Bomb Garden

by LUKE BAUMGARTEN & r & & r & Selling Making Music & r & & r & So a minute ago, Fred Meyer announced it would begin selling vinyl in certain stores -- a creative partial solution to the precipitous fall-off of CD sales. Far from a complete solution, but not a bad idea at all.





Well, hot-ish on them heels comes an announcement by Best Buy that's nothing short of brilliant. Rather than replacing one type of media for another, they're replacing produced music with the means to produce music. Swapping CDs for, like, guitars and turntables and whatnot.





Whether it'll work or not is anyone's guess, but the thinking is right-on. The trend of technology broadly and the Internet specifically is this: Communication between people becomes ever easier and thus information -- news, video content, music, every form of idea exchange we hairless apes have dreamt up -- multiplies exponentially. People are ever more empowered to create and share information. These are normal folks now, blogging and video ranting and recording pop music and sharing it with whomever. The (monetary) value people had previously placed on such things -- music and film and news -- drops to zero because it's everywhere, easy to find.





That's why Best Buy's decision is smart. There's no money in selling music, but there's still a little money in making it. And in helping people make it.





There's at least one skeptic, though. "It's not a high-growth area and it's obviously going to take up a lot of [retail space]," said some shortsighted analyst or other in an AP report. There's truth there, of course. Fewer people are going to buy a Fender than bought Mariah's Daydream. Of course, nothing sells like Daydream anymore.

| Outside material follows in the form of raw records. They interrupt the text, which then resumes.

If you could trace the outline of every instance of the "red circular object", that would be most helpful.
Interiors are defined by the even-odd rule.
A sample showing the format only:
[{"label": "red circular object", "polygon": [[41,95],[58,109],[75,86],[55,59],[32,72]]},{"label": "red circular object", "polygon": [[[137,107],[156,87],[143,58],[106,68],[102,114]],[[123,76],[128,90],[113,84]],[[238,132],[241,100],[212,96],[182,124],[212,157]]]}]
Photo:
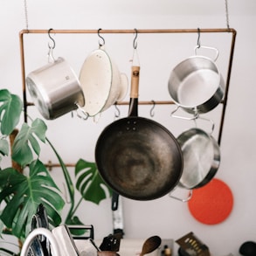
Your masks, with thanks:
[{"label": "red circular object", "polygon": [[204,187],[193,190],[188,206],[192,216],[199,222],[218,224],[230,215],[233,196],[226,183],[214,178]]}]

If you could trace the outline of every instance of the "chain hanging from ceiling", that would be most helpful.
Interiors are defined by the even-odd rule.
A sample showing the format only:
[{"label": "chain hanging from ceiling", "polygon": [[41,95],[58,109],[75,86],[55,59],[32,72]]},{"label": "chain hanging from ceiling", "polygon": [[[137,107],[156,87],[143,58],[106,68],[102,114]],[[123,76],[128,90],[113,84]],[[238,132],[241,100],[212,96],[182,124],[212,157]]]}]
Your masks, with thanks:
[{"label": "chain hanging from ceiling", "polygon": [[227,3],[227,0],[225,0],[225,8],[226,27],[228,29],[230,29],[230,27],[229,27],[229,12],[228,12],[228,3]]},{"label": "chain hanging from ceiling", "polygon": [[24,0],[24,20],[25,20],[25,28],[29,29],[29,18],[28,18],[28,6],[27,0]]}]

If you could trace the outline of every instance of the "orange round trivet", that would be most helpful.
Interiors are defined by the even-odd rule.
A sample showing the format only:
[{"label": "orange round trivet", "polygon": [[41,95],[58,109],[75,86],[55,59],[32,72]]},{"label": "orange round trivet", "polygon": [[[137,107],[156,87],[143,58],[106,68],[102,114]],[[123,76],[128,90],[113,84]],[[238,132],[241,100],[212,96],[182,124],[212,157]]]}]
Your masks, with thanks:
[{"label": "orange round trivet", "polygon": [[204,187],[193,190],[188,206],[192,216],[199,222],[218,224],[231,213],[233,196],[226,183],[214,178]]}]

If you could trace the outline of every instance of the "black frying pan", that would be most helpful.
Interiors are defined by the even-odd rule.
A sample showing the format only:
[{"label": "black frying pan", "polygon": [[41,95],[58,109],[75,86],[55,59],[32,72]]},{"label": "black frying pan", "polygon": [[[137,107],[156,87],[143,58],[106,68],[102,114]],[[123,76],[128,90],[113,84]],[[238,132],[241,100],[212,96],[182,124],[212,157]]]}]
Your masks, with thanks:
[{"label": "black frying pan", "polygon": [[169,193],[183,172],[174,135],[161,124],[139,117],[140,67],[132,67],[128,117],[108,125],[98,138],[95,162],[103,180],[118,194],[152,200]]}]

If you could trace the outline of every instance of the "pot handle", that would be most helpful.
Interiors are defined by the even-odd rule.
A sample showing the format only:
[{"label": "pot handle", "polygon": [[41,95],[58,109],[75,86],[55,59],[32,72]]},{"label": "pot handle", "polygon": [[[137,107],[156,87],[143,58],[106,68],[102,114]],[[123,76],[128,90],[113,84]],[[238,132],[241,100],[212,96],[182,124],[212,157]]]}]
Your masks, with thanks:
[{"label": "pot handle", "polygon": [[199,116],[199,114],[197,112],[195,112],[195,114],[192,117],[185,117],[185,116],[176,115],[176,114],[175,114],[175,113],[179,109],[179,107],[180,107],[180,106],[177,106],[177,107],[170,113],[170,116],[175,117],[175,118],[180,118],[183,120],[194,121],[196,123],[196,127],[197,127],[197,120],[200,119],[200,120],[210,121],[211,124],[211,131],[209,132],[209,134],[211,135],[213,133],[215,124],[211,119],[201,117],[201,116]]},{"label": "pot handle", "polygon": [[[77,109],[76,109],[77,116],[83,120],[87,120],[89,118],[89,114],[86,112],[78,103],[75,103],[75,105],[77,107]],[[79,110],[82,113],[82,114],[79,113]]]},{"label": "pot handle", "polygon": [[181,116],[181,115],[175,114],[175,113],[179,108],[180,108],[180,106],[177,106],[176,108],[170,113],[170,116],[175,117],[175,118],[183,119],[183,120],[188,120],[188,121],[196,120],[196,119],[197,119],[199,117],[199,114],[197,111],[195,112],[195,114],[192,117],[185,117],[185,116]]},{"label": "pot handle", "polygon": [[176,199],[176,200],[181,201],[181,202],[183,202],[183,203],[186,203],[186,202],[188,202],[188,201],[190,201],[190,200],[191,199],[192,195],[193,195],[193,190],[190,190],[189,191],[190,191],[190,192],[189,192],[189,195],[188,195],[187,198],[180,198],[180,197],[177,197],[172,196],[172,194],[171,194],[172,192],[170,192],[170,193],[169,193],[169,197],[171,197],[171,198],[173,198],[173,199]]},{"label": "pot handle", "polygon": [[217,48],[214,48],[214,47],[210,47],[210,46],[203,46],[203,45],[197,45],[195,48],[194,48],[194,52],[195,52],[195,55],[197,55],[197,50],[200,49],[200,48],[204,48],[204,49],[209,49],[209,50],[213,50],[215,51],[216,52],[216,55],[215,55],[215,58],[213,59],[213,61],[215,62],[218,57],[218,50]]},{"label": "pot handle", "polygon": [[51,243],[51,246],[52,246],[52,256],[60,256],[59,248],[56,239],[54,238],[52,233],[48,229],[46,229],[45,227],[36,228],[30,232],[30,234],[27,236],[26,239],[24,240],[24,242],[23,244],[20,256],[26,256],[27,255],[27,253],[28,253],[28,250],[30,248],[31,242],[38,235],[44,235],[49,239],[49,241]]}]

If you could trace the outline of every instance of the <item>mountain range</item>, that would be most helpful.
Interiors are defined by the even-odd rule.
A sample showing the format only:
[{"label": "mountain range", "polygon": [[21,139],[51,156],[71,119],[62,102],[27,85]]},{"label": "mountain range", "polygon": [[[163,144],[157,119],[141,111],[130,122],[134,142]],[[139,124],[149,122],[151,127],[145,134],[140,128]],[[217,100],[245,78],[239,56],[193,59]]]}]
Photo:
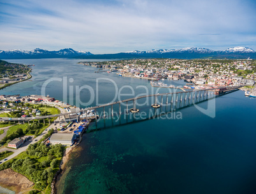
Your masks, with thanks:
[{"label": "mountain range", "polygon": [[94,55],[71,48],[59,51],[48,51],[36,48],[32,51],[13,49],[0,50],[0,59],[27,59],[50,58],[73,58],[84,59],[130,59],[130,58],[256,58],[256,52],[248,48],[237,46],[224,51],[213,51],[203,48],[185,48],[180,49],[158,49],[146,51],[132,51],[115,54]]}]

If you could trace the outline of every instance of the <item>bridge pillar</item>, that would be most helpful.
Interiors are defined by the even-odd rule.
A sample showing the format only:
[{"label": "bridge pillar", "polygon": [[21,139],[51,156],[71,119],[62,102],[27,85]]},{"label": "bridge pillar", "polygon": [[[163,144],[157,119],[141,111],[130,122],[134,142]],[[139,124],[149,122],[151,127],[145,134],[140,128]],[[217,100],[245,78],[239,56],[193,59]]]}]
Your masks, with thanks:
[{"label": "bridge pillar", "polygon": [[[94,115],[95,115],[95,120],[97,120],[97,113],[96,113],[96,108],[94,110]],[[97,122],[97,121],[96,121]]]},{"label": "bridge pillar", "polygon": [[175,109],[177,109],[177,104],[178,104],[178,95],[177,94],[176,94]]},{"label": "bridge pillar", "polygon": [[187,93],[186,93],[185,96],[184,107],[185,107],[187,105]]},{"label": "bridge pillar", "polygon": [[200,94],[200,98],[199,98],[199,102],[201,101],[203,96],[203,91],[201,91],[201,94]]},{"label": "bridge pillar", "polygon": [[166,107],[168,106],[168,94],[166,94]]},{"label": "bridge pillar", "polygon": [[180,108],[181,108],[181,105],[182,105],[182,95],[183,94],[180,94]]},{"label": "bridge pillar", "polygon": [[133,108],[130,109],[130,112],[132,113],[139,112],[139,109],[136,108],[136,101],[135,100],[133,100]]},{"label": "bridge pillar", "polygon": [[171,108],[170,110],[173,110],[173,94],[171,94]]},{"label": "bridge pillar", "polygon": [[160,107],[160,105],[157,104],[157,96],[155,95],[155,103],[153,105],[151,105],[151,107],[154,108],[158,108]]},{"label": "bridge pillar", "polygon": [[96,129],[97,129],[97,113],[96,113],[96,109],[94,110],[94,115],[95,115],[95,124],[96,126]]}]

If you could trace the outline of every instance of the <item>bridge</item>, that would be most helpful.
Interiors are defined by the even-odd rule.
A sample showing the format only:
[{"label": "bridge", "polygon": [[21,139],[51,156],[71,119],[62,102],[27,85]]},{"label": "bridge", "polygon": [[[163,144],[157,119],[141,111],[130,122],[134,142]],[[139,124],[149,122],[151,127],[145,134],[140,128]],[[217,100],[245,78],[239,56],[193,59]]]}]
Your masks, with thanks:
[{"label": "bridge", "polygon": [[[245,86],[245,85],[239,86],[231,86],[231,87],[220,87],[216,88],[211,88],[211,89],[205,89],[201,90],[194,90],[194,91],[181,91],[181,92],[174,92],[174,93],[161,93],[161,94],[155,94],[151,95],[145,95],[137,96],[135,98],[132,98],[127,100],[124,100],[113,103],[110,103],[105,105],[102,105],[99,106],[96,106],[94,107],[90,107],[87,108],[82,108],[80,110],[76,112],[76,119],[78,120],[78,115],[77,113],[82,113],[83,114],[86,115],[86,119],[87,120],[89,117],[88,115],[87,111],[94,110],[94,117],[95,119],[97,119],[97,109],[103,108],[103,115],[105,115],[105,107],[111,107],[111,115],[113,115],[113,106],[115,105],[119,105],[119,114],[121,114],[121,104],[126,103],[126,113],[128,113],[129,112],[131,113],[135,113],[139,112],[139,109],[136,108],[136,101],[139,99],[145,98],[155,98],[155,103],[152,105],[152,107],[153,108],[158,108],[163,105],[170,105],[171,108],[172,110],[176,110],[177,108],[181,108],[185,107],[187,107],[193,104],[198,103],[203,101],[206,101],[216,96],[221,96],[227,93],[233,92],[234,91],[237,91],[239,88]],[[160,96],[160,101],[158,100],[159,97]],[[166,101],[163,101],[164,96],[166,96]],[[170,100],[169,101],[168,100]],[[130,110],[128,108],[128,102],[132,101],[132,108]],[[3,117],[0,118],[0,120],[1,121],[18,121],[18,122],[28,122],[32,120],[34,122],[34,120],[38,120],[38,122],[39,120],[43,119],[43,122],[45,123],[45,119],[48,119],[49,123],[50,119],[52,117],[60,117],[64,115],[70,115],[74,114],[74,113],[62,113],[55,115],[45,115],[45,116],[37,116],[37,117],[25,117],[25,118],[8,118],[8,117]],[[90,117],[92,119],[92,117]],[[54,122],[55,122],[54,120]]]}]

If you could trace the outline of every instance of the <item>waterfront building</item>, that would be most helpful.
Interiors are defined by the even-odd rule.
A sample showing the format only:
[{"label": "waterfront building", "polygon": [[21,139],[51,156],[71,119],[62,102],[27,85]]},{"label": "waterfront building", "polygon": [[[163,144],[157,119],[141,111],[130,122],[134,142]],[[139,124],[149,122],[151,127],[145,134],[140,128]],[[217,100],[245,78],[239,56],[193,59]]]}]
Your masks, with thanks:
[{"label": "waterfront building", "polygon": [[50,143],[53,144],[71,145],[76,135],[71,133],[53,133],[50,138]]}]

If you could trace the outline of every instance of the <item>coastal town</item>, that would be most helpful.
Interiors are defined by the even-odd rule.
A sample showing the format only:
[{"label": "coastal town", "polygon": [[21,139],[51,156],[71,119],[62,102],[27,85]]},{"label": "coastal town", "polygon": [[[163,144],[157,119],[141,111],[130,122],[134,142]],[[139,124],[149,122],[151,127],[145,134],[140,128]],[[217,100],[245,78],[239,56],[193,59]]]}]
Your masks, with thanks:
[{"label": "coastal town", "polygon": [[[148,79],[152,87],[175,87],[161,84],[161,81],[171,82],[179,79],[187,83],[181,88],[183,91],[246,85],[243,89],[245,95],[256,96],[256,63],[250,58],[139,59],[79,63],[95,67],[98,68],[96,73]],[[4,67],[11,67],[8,65],[13,65]],[[25,65],[17,67],[18,70],[13,74],[2,71],[3,79],[20,79],[20,74],[23,77],[19,81],[28,79],[29,74],[25,72],[31,69]],[[94,110],[82,113],[79,107],[49,96],[1,94],[0,119],[4,120],[0,122],[1,185],[16,192],[28,190],[54,193],[57,175],[69,153],[79,145],[83,133],[88,132],[90,123],[97,117]],[[25,185],[13,179],[19,176],[22,176],[19,179],[26,181]]]},{"label": "coastal town", "polygon": [[0,60],[0,89],[31,78],[29,67]]},{"label": "coastal town", "polygon": [[[52,183],[56,180],[56,174],[61,169],[59,167],[64,167],[64,158],[79,144],[82,134],[95,119],[93,110],[84,116],[78,112],[79,108],[48,96],[38,95],[1,95],[0,106],[1,119],[8,118],[8,121],[0,123],[1,185],[6,188],[12,185],[15,191],[32,186],[35,190],[32,191],[35,192],[44,190],[45,193],[50,193],[54,191]],[[40,119],[65,113],[69,114]],[[13,119],[18,117],[28,118],[31,121]],[[36,148],[36,152],[32,151]],[[54,151],[49,153],[51,150]],[[28,160],[29,166],[16,167],[17,164],[25,165]],[[13,179],[20,174],[23,176],[19,180]],[[25,185],[22,183],[24,181],[27,182]],[[20,190],[20,186],[24,188]]]},{"label": "coastal town", "polygon": [[[97,73],[116,72],[120,76],[152,81],[184,79],[194,86],[185,89],[247,85],[248,93],[256,82],[256,61],[247,60],[136,59],[110,61],[80,61],[99,68]],[[156,84],[154,83],[155,86]],[[256,94],[254,93],[253,95]]]}]

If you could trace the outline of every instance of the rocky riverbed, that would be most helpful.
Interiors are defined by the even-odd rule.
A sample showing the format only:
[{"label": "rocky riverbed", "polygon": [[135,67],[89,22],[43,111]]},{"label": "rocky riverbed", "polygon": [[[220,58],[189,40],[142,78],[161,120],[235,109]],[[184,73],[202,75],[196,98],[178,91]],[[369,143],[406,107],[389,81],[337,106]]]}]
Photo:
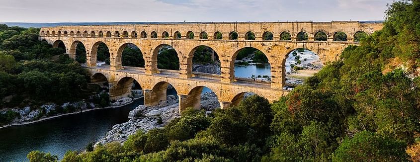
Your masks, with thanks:
[{"label": "rocky riverbed", "polygon": [[[247,96],[248,96],[248,95]],[[177,96],[169,95],[167,101],[156,106],[140,105],[130,112],[128,121],[114,125],[106,135],[96,143],[106,144],[111,142],[124,143],[128,136],[137,131],[147,132],[151,129],[161,128],[172,119],[180,117],[178,99]],[[212,111],[220,107],[217,97],[214,93],[201,94],[201,108]]]}]

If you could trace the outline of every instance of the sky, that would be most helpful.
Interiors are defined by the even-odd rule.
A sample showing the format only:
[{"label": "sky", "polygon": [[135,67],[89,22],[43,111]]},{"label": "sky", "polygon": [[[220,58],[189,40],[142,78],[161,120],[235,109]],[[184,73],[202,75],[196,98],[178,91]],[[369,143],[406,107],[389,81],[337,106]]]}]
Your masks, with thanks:
[{"label": "sky", "polygon": [[0,0],[0,22],[382,20],[393,0]]}]

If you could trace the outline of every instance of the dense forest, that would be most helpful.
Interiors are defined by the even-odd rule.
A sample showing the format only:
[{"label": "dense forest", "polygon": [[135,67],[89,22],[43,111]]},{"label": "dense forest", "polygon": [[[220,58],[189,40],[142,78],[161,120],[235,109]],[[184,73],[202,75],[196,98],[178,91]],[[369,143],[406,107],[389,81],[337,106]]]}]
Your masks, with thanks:
[{"label": "dense forest", "polygon": [[[188,109],[164,129],[139,132],[122,145],[111,143],[83,153],[69,151],[62,161],[420,161],[419,8],[418,0],[394,2],[386,11],[382,30],[362,39],[360,46],[346,48],[340,60],[328,64],[272,104],[254,95],[209,115]],[[20,35],[28,31],[16,32]],[[20,50],[16,44],[30,44],[28,41],[3,41],[1,48]],[[29,73],[15,71],[10,67],[24,64],[10,65],[7,59],[52,55],[22,51],[2,54],[2,75],[7,79],[1,79],[2,87]],[[29,71],[38,76],[45,73],[40,69]],[[20,78],[27,76],[22,75]],[[32,89],[35,90],[31,93],[37,92]],[[1,92],[11,93],[2,89]],[[39,151],[27,157],[31,162],[58,159]]]},{"label": "dense forest", "polygon": [[[41,109],[39,106],[46,103],[79,101],[100,91],[87,86],[89,74],[69,58],[64,49],[53,48],[47,42],[40,41],[39,33],[37,28],[0,24],[1,108],[30,106],[31,109]],[[101,97],[109,100],[107,96]],[[95,98],[92,101],[99,103],[103,98]],[[75,110],[58,108],[49,114],[41,113],[39,116]],[[11,110],[0,113],[0,126],[10,123],[19,115]]]}]

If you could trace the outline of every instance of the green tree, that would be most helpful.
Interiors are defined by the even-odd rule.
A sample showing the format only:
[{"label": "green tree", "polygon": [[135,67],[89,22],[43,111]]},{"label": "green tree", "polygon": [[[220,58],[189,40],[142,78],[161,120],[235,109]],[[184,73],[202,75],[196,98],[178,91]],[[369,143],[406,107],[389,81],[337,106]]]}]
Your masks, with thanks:
[{"label": "green tree", "polygon": [[346,139],[336,151],[334,162],[409,162],[403,141],[362,131]]}]

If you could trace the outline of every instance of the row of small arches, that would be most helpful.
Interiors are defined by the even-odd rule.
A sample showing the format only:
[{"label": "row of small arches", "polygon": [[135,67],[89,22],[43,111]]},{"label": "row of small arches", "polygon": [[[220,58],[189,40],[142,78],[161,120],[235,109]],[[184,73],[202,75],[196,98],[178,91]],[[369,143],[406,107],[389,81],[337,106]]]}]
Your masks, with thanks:
[{"label": "row of small arches", "polygon": [[[102,31],[99,31],[97,35],[96,34],[94,31],[91,31],[90,33],[89,33],[87,31],[85,31],[83,33],[81,33],[80,31],[77,31],[76,33],[74,33],[74,31],[70,31],[70,33],[68,33],[67,31],[65,31],[62,33],[61,31],[59,31],[56,33],[55,31],[53,31],[50,33],[49,31],[47,31],[46,32],[44,32],[44,31],[41,31],[41,34],[42,36],[61,36],[62,35],[64,36],[77,36],[77,37],[123,37],[123,38],[138,38],[138,35],[137,35],[137,32],[136,31],[132,31],[131,32],[131,34],[129,34],[128,32],[126,31],[124,31],[124,32],[120,34],[119,31],[116,31],[114,32],[113,34],[110,31],[107,31],[106,33],[103,33]],[[141,38],[146,38],[148,37],[147,33],[145,31],[142,31],[140,33],[140,37]],[[315,33],[314,35],[314,41],[326,41],[328,40],[328,38],[331,38],[331,34],[327,34],[324,31],[318,31]],[[365,37],[367,36],[367,34],[362,31],[360,31],[357,32],[356,32],[354,35],[354,41],[356,42],[358,42],[361,38]],[[158,33],[156,31],[153,31],[150,34],[150,38],[158,38],[159,37],[158,36]],[[162,33],[161,37],[161,38],[163,39],[168,39],[169,38],[169,34],[168,32],[164,31]],[[187,32],[186,35],[185,36],[185,38],[186,39],[194,39],[195,37],[194,33],[193,32],[191,31],[189,31]],[[229,40],[237,40],[238,39],[239,35],[236,32],[233,31],[229,33]],[[182,36],[181,33],[179,31],[176,31],[173,33],[173,39],[181,39],[182,38]],[[347,41],[347,34],[343,32],[336,32],[334,33],[333,35],[333,41]],[[249,31],[245,34],[245,38],[246,40],[255,40],[255,34],[252,31]],[[290,41],[292,40],[292,37],[290,35],[290,33],[284,31],[282,32],[280,35],[279,37],[280,40],[283,40],[283,41]],[[296,40],[297,41],[309,41],[309,36],[308,34],[306,33],[305,32],[301,32],[297,34],[296,36]],[[199,34],[199,39],[208,39],[208,35],[206,32],[201,32]],[[214,35],[213,35],[213,39],[218,40],[218,39],[223,39],[223,35],[222,33],[220,32],[216,32]],[[263,40],[272,40],[274,39],[274,36],[273,34],[269,32],[266,31],[265,32],[262,34],[262,38]]]}]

What that analysis misses is that, in the world of electronics, there are basically no more high-growth areas left. It's a fact of the day that electronics retailers are going to have fewer and fewer killer products to sell. They'll have to rely more and more on selling smaller quantities of more varied products. Faced with that environment, they're going to have to scrape around for cheddar the same places musicians do: wherever they can get it.